When we hear the word design, most of us associate design with "well-designed" products or user interfaces. For example, Apple has been known for their well-designed products for decades as are numerous other companies. It is true that design can increase customer willingness to pay and loyalty. But "design" is much more than "well-designed" products or interfaces.

A smaller subset of people that hear the word design, think of "design thinking," which is a perspective taking root in the engineering and entrepreneurship world emphasizing empathy in the design process. Sometimes this framework has been referred to as human-centered design, because it takes the needs of the individual as a starting point for the development of a new product or service. The key to design thinking is to try and understand the real pains or gains your customers are seeking. I like to discuss this in terms of the job to be done, meaning, what is the job that your product does for a customer. Most often we are quick to recognize the functional job, but we forget the social and emotional jobs that products do. Design thinking leverages tools like ethnography and contextual interviews to better understand these jobs to be done.

But even a smaller subset of people who hear the word design, consider how design could change the world.
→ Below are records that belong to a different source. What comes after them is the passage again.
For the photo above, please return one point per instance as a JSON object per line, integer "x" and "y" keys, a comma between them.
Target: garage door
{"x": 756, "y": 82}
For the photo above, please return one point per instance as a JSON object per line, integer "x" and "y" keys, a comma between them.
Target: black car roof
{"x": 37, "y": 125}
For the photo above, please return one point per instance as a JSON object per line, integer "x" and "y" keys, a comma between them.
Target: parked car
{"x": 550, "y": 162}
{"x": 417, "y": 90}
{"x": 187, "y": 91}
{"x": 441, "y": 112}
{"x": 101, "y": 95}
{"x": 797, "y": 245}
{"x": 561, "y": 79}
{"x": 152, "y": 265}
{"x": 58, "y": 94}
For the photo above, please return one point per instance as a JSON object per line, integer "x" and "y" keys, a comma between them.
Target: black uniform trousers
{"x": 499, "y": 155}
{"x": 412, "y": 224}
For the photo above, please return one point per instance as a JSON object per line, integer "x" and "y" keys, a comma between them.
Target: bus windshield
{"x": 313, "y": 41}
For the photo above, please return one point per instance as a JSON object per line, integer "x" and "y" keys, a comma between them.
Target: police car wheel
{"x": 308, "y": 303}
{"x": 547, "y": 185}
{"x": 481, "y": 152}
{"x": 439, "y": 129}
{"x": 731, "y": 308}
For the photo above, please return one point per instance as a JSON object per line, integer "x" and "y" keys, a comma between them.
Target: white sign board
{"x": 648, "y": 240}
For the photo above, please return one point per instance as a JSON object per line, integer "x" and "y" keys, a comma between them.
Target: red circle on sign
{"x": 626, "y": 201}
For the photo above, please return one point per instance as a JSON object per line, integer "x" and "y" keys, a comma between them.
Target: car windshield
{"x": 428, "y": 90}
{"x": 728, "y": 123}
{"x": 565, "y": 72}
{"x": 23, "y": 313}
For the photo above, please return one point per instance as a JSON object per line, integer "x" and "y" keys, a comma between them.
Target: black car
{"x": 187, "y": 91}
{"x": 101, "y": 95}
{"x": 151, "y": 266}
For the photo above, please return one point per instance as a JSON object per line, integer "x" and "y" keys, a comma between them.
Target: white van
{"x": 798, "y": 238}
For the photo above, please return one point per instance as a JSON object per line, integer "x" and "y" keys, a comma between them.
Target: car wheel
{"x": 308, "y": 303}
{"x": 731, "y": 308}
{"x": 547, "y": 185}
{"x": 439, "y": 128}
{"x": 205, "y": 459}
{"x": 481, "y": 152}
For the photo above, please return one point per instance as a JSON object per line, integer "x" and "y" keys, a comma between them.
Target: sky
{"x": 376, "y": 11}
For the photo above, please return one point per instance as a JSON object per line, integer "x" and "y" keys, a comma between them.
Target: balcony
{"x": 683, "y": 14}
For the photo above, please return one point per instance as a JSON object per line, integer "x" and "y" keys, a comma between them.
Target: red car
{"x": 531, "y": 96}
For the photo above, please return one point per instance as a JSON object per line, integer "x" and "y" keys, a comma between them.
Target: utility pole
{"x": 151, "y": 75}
Stewart Kauffman, the legendary biologist and complexity theorist phrased it most succinctly when he asked me the question: "when will it be time to think about how the economy can serve humanity rather than how humanity can serve the economy." He coined a sentiment that we all feel deep inside should be true but recognize may be different than the world we have created together.

Consider another angle on the issue. Many people spend hours every day playing video games, virtually checking out of reality. On the surface, we may be tempted to ask, what's wrong with these people wasting their lives? But as Jane McGonagall reframes the question, what's wrong with reality that so many people want to check out of reality. It's a thought-provoking question. Could reality be designed in such a way that more people want to check in and engage?

More broadly, could we "design" reality not just for the gamers, but for all of us, to serve our humanity better? I believe good design brings joy, provokes thought, eases discomfort, and other benefits. Revolutionary design can change the way we live and the world we live in to serve our humanity, rather than the other way around. I hope to collaborate with these designers today and in the future.